Have a question about this project? Sign up for a free GitHub account to open an issue and contact its maintainers and the community.

By clicking “Sign up for GitHub”, you agree to our terms of service and privacy statement. We’ll occasionally send you account related emails.

Already on GitHub? Sign in to your account

Fit fails when input data has categorical columns #970

Closed
rabsr opened this issue Oct 5, 2020 · 4 comments
Closed

Fit fails when input data has categorical columns #970

rabsr opened this issue Oct 5, 2020 · 4 comments

Comments

@rabsr
Copy link
Contributor

rabsr commented Oct 5, 2020

Describe the bug

auto-sklearn fails when input data has categorical data.

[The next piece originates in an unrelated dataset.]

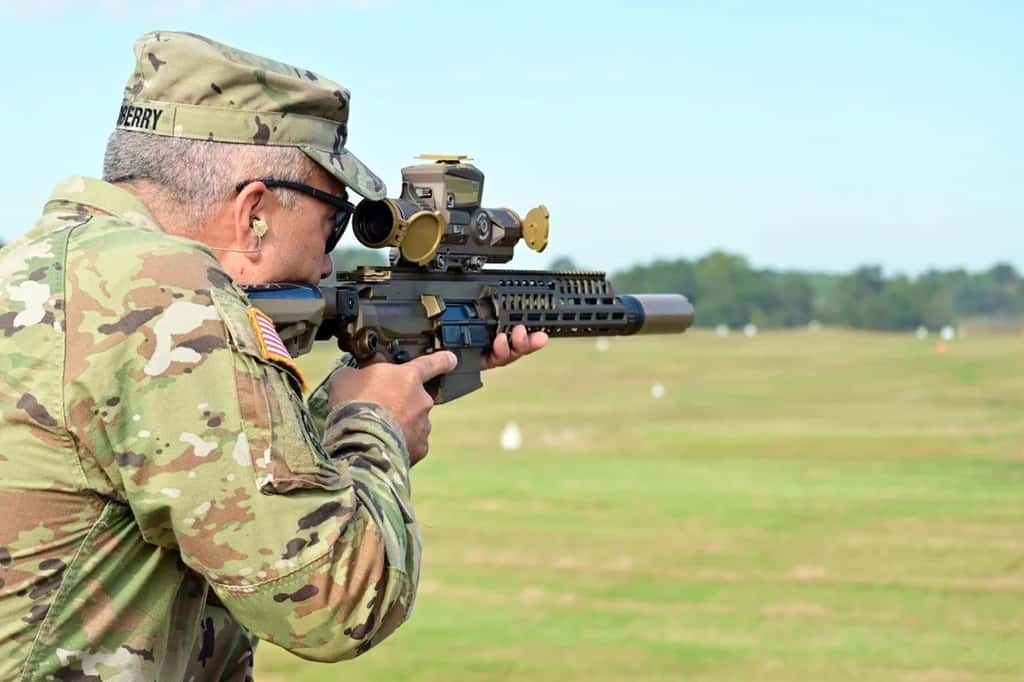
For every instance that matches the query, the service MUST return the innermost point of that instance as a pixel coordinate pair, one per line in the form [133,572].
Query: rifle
[436,293]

I have changed example_pandas_train_test.py to use OpenML dataset, data_id : 1558 and also updated categorical and numerical list var.
Changes done:

X, y = sklearn.datasets.fetch_openml(data_id=1558, return_X_y=True, as_frame=False)
X = pd.DataFrame(
    data=X,
    columns=['V' + str(i) for i in range(1, 17)]
)
desired_boolean_columns = ['']
desired_categorical_columns = ['V2', 'V3', 'V4', 'V5', 'V7', 'V8', 'V9', 'V11', 'V16']
desired_numerical_columns = ['V1', 'V6', 'V10', 'V12', 'V13', 'V14', 'V15']

As per understanding, categorical columns are not encoded. That's why it fails.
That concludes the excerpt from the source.